Caitlyn and I scored a great table right in front of the musicians one night at a famous pub, so we ordered a dinner of soup and soda bread (my fave!) and planned to spend the evening. After 90 minutes of Johnny Cash, Bob Dylan and Waylon Jennings, we moved on to another pub where Irish music played all evening. Temple Bar is such a fun place…even the streets are filled with talented singers, songwriters and musicians playing guitar, violin, drums and so on.

Some of these establishments have traditional Irish dance shows as well, so if you are a fan of River Dance, you’ll want to make reservations at one of the larger venues. Check with your hotel concierge for a reservation.

One famous pub in the Temple Bar area is Temple Bar. This is one crazy place, but if you want to see Dublin nightlife at its finest, this is the place to do it. You can move from room to room and sing-along with hundreds of new friends. And don’t forget to buy the t-shirt!

Caitlyn and I preferred the less raucous bars, and we heard some great trad music, including my favorite, Black Velvet Band. To our delight, we ran into a number of stag and hen parties. And just when we thought we had seen it all, we ran into “Donald Trump” complete with an entourage of supporters and secret service. We were quite surprised to discover that Irish people are fascinated with our political process, not to mention their quirky sense of humor!

We were a day and a half into our trip and decided to see some of the sights on the outskirts of Dublin. There are lots of options, to include the charming seaside village of Howth, Malahide Castle and the National Stud. Caitlyn and I chose to spend most of Day 3 at Powerscourt in County Wicklow, which is located 18 miles(29 km) outside of Dublin at the foot of Great Sugarloaf Mountain. The gardens at Powerscourt are quite probably the finest in Ireland. The house and grounds were commissioned in the 1730’s by the 1st Viscount Powerscourt and the gardens are filled with gates, statues and urns from across Europe.

Highlights of Powerscourt include Triton Lake, Japanese Gardens, the Perron Italianate stairway and my personal favorite, the Pets’ Cemetery, featuring the graves of the dogs, cats, cattle and horses belonging to the family.

After Powerscourt, we stopped in Enniskerry Village for a walkabout and a look at their charming clock tower. There are several great choices for lunch, as you can see from our al fresco dining experience below.

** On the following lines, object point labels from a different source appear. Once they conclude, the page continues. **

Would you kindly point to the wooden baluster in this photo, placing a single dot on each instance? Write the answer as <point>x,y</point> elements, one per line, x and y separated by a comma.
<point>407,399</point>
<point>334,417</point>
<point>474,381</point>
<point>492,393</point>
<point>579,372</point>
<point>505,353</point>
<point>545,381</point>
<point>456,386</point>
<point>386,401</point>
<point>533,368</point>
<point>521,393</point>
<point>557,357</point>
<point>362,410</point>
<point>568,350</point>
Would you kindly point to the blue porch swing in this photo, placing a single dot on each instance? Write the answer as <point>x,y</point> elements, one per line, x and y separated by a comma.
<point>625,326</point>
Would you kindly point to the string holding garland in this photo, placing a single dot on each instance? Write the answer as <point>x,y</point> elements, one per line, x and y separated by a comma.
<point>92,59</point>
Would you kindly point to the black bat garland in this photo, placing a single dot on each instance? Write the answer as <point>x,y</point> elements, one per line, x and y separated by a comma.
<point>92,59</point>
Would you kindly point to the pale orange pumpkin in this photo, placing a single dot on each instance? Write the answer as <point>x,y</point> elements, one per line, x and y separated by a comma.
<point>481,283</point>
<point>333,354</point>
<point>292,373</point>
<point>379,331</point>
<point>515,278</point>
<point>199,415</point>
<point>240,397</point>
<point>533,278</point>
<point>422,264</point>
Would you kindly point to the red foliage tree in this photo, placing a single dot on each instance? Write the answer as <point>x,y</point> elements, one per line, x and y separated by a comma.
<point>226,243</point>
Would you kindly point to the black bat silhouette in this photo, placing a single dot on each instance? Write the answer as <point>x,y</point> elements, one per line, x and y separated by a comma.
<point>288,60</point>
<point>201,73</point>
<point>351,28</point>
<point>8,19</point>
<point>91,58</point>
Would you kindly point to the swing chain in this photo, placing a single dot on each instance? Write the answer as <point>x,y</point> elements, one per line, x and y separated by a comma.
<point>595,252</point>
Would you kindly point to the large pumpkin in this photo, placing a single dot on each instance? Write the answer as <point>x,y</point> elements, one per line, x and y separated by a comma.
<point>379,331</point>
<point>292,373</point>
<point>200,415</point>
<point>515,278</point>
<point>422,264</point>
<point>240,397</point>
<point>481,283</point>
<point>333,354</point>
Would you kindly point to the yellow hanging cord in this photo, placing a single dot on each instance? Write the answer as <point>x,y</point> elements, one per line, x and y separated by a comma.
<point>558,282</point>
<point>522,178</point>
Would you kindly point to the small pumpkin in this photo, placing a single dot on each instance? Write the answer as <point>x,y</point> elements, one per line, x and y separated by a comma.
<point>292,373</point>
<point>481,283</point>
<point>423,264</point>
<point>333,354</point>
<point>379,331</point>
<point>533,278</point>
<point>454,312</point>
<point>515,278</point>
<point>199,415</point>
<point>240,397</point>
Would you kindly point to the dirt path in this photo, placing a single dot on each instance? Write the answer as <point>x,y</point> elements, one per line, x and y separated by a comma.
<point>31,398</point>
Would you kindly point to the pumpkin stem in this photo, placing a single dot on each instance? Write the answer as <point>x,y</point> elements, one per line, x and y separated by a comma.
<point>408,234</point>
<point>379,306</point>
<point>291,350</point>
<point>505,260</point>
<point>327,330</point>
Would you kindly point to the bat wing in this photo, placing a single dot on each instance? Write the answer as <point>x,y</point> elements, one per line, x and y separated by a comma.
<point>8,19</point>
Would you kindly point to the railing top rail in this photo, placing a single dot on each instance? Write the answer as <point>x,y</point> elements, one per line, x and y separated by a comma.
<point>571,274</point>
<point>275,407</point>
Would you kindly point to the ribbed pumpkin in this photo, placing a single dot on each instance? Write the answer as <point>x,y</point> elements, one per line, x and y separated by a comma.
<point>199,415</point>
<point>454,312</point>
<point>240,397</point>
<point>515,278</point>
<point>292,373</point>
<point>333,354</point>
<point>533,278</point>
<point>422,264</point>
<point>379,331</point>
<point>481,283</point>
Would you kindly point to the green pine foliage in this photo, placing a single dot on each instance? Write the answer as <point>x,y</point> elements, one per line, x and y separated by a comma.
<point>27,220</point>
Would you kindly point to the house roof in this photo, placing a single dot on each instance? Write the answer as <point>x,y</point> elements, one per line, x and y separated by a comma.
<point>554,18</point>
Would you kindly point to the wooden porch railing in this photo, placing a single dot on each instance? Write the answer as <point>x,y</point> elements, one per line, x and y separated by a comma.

The soup was great, but the dessert…indescribable!

By the end of two nights and three days in Dublin and its outskirts, Caitlyn and I headed to pickup our rental car and set out for six nights across the Irish countryside. In spite of our misgivings about driving on the left side of the road (mine more than Caitlyn’s!) it is truly the best way to see Ireland.

We found it quite easy to navigate, and once you get used to two-way roads that are more suitable for a horse and buggy, it is lots of fun to drive in Ireland. Thank goodness for Google Maps. It got us everywhere we needed to go without incident.